CNN congressional correspondent Chris Black is keeping a close watch on the activity up on Capitol Hill, joins us now with the latest -- Chris.

CHRIS BLACK, CNN CONGRESSIONAL CORRESPONDENT: Lou, supporters of the China trade bill expect to get another burst of momentum later this afternoon when as many as nine formerly undecided Democratic House members are expected to endorse the legislation. This group includes at least five Democrats from Texas, several members of the Congressional Black Caucus and several Hispanic lawmakers.

Now you can see the influence of two very key people in this announcement: the first is Congressman Charlie Rangel, the top Democrat on the House Ways and Means Committee who came out for the legislation last week; and a senior member of the Congressional Black Caucus who has been talking one on one to a number of his colleagues in the final days before this vote; the other influential person is Congressman -- is President Clinton, who has been giving -- making a first class lobbying effort from the White House. Congressman Gregory Meeks of New York, who's one of the members who's expected to endorse the bill later today has been the recipient of a first class lobbying effort by the president in the last few week that included a ride on Air Force One and an invitation to last night's state dinner for the South African President.

Earlier today, the president took advantage of an announcement at the White House, of a deal between himself and House Speaker Dennis Hastert on tax credits for poor cities and rural areas, to make yet another pitch for the China trade bill.

(BEGIN VIDEO CLIP)

WILLIAM J. CLINTON, PRESIDENT OF THE UNITED STATES: The consequences of this vote will be felt after I am no longer president.
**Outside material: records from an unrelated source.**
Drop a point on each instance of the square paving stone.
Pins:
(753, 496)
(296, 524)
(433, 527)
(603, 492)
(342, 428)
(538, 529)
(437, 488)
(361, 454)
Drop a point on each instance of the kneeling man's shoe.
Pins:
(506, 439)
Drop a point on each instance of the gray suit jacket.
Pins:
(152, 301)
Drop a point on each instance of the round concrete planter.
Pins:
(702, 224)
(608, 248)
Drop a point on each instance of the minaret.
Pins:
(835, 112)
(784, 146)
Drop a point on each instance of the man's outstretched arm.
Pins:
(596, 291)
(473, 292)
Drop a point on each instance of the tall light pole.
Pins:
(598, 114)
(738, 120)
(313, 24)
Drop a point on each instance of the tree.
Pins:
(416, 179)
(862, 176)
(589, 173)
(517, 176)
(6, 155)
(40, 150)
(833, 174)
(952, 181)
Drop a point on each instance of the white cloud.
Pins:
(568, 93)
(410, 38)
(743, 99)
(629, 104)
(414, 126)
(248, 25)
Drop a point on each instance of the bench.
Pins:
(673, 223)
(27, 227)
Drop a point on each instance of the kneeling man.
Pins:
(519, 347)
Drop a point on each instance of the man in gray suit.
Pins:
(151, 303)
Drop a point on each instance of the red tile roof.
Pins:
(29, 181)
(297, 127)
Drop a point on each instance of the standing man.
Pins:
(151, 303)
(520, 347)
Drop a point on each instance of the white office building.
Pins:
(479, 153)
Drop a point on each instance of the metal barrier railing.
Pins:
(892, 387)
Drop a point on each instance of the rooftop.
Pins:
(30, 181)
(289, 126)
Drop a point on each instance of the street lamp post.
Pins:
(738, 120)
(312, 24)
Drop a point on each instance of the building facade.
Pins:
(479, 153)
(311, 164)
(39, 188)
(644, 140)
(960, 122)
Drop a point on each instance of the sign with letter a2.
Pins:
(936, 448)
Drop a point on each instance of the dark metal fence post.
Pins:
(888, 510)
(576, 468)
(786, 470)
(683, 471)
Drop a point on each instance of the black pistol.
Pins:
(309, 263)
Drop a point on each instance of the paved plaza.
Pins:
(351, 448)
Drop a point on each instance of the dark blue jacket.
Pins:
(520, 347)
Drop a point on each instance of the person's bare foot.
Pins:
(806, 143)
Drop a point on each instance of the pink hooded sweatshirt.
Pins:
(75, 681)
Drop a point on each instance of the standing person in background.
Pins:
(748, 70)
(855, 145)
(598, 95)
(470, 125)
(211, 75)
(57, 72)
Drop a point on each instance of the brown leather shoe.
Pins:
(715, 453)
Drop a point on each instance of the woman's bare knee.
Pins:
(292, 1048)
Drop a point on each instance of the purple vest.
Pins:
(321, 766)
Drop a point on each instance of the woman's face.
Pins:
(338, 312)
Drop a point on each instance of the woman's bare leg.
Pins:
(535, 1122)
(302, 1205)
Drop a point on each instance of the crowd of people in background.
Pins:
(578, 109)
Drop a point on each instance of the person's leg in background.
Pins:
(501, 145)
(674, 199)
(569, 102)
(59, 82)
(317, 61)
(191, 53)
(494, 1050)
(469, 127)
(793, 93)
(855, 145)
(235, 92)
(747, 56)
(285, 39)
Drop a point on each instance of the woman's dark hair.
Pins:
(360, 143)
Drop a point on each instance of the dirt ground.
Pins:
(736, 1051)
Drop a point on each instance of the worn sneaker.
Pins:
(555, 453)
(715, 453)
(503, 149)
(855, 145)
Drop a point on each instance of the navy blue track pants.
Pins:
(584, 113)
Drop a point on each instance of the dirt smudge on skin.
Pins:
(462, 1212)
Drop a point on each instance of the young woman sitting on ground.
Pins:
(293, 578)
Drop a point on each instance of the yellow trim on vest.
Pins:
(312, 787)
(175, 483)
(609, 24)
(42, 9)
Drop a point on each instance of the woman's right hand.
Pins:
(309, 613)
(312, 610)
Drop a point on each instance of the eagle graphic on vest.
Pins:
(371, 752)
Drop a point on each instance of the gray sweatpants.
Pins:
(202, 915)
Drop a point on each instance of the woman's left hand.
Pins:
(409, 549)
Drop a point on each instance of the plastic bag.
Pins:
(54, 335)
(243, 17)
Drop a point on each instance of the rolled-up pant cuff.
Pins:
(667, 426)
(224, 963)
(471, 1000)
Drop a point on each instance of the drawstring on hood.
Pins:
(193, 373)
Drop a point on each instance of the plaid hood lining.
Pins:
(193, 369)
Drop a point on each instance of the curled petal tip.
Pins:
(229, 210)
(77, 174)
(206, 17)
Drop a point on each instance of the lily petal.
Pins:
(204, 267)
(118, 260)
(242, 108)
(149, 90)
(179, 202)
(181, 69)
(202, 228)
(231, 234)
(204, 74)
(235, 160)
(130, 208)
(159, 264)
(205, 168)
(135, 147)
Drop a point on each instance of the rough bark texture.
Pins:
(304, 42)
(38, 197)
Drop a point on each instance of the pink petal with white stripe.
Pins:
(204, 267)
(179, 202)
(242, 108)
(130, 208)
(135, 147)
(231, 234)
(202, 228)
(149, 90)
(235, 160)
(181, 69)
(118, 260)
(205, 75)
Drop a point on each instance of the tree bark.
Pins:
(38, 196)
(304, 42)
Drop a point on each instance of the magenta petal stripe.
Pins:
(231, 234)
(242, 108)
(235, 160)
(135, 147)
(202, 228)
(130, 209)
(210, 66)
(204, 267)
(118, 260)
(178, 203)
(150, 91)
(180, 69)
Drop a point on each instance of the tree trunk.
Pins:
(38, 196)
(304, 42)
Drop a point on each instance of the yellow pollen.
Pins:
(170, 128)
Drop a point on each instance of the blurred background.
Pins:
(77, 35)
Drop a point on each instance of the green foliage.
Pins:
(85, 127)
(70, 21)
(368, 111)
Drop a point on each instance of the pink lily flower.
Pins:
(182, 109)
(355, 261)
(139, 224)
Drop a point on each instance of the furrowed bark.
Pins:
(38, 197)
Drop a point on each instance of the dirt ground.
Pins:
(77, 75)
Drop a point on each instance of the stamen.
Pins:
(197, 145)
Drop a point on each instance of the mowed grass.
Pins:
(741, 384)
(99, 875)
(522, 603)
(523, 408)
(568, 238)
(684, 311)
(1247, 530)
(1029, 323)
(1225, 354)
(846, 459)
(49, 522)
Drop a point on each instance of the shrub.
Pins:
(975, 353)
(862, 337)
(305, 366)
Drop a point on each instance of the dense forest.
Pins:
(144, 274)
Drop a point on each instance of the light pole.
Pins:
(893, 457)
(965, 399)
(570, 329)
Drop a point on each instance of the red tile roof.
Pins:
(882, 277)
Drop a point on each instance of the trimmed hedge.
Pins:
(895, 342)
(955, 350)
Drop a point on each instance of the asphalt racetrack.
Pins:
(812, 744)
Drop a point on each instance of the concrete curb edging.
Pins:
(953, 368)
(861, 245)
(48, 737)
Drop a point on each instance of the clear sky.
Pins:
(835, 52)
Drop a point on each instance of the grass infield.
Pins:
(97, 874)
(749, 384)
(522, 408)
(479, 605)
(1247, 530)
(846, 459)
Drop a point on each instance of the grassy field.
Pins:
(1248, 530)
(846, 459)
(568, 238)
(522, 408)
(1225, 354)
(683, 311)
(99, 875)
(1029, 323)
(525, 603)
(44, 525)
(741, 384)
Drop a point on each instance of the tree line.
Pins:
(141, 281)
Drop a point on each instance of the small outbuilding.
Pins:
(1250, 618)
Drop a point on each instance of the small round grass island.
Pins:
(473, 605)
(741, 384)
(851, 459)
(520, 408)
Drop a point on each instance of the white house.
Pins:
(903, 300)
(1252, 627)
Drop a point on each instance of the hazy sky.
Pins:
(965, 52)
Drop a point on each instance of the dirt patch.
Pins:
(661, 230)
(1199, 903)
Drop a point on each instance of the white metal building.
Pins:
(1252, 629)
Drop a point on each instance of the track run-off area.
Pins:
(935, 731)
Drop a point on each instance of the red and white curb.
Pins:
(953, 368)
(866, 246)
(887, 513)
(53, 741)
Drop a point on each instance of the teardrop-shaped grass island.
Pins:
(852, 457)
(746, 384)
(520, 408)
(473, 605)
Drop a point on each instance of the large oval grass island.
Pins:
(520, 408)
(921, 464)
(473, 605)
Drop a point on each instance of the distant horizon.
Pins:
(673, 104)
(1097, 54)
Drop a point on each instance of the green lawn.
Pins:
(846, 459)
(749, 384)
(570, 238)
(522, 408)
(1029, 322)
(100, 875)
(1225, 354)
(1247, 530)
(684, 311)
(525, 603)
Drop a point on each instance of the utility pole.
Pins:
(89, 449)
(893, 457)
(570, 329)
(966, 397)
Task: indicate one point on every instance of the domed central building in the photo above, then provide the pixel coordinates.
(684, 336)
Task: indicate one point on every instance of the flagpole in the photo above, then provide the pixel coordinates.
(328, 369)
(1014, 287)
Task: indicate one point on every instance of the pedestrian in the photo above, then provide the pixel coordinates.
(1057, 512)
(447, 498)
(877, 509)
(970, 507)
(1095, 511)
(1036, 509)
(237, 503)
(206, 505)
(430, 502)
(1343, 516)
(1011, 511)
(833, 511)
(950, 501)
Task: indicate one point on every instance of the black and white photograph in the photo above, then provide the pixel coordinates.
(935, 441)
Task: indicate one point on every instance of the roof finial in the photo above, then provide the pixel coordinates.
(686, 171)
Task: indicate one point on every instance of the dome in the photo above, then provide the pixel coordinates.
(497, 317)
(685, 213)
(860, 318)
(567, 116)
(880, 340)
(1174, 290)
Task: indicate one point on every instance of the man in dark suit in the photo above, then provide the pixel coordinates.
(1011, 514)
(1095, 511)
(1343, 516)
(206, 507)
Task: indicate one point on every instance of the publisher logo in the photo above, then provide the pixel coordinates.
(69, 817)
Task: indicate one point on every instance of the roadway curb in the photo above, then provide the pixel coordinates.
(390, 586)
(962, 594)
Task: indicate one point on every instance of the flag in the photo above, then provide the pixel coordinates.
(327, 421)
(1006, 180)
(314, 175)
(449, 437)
But our country fought three wars in Asia in the last half-century. We ought to give our children a chance to have a different 50 years ahead of us. No one knows what the future holds, but we do know which course is likely to give us a more peaceful future. It's the sort of thing I hope everyone will think about before they cast that vote tomorrow. (END VIDEO CLIP)

BLACK: Now on the other side: The point man for the opposition, the House Democratic Whip David Bonior, argued once again today, that permanent normal trade relations with China would cost the United States a lot of jobs.

(BEGIN VIDEO CLIP)

REP. DAVID BONIOR (D), MICHIGAN: The China trade deal won't generate new customers for medium-sized and small businesses, but it will provide a new source of cheap labor for big business. And that may be good for the bottom line, but it won't help America's.

(END VIDEO CLIP)

BLACK: Now you can't walk more than a few feet on the House side of Capitol Hill without stumbling across somebody who's lobbying either for or against this legislation. The AFL-CIO has flown in their state labor leaders, the -- there are CEOs from corporations and the U.S. Chamber of Commerce has assigned a lobbyist to each individual undecided House member -- Lou.

WATERS: Chris, you mentioned the president's first class lobbying effort, aside from the invitations to ride on Air Force and the state dinners and such, what kind of deals are being made for these votes? can you give us a sense of that?

BLACK: Well, there's definitely a little bit of horse trading going on, Lou, less than you might imagine. But what I am told, both by members of Congress and by White House sources is that the Congressmen and women are taking advantage of this opportunity to speak one on one with the president to remind him of things that they want for their districts, a weather station here, an oil pipeline there. And the president is listening to them and eager to help as much as he can. But most of the horse trading is on measures that are actually related to trade.

WATERS: Chris Black on Capitol Hill.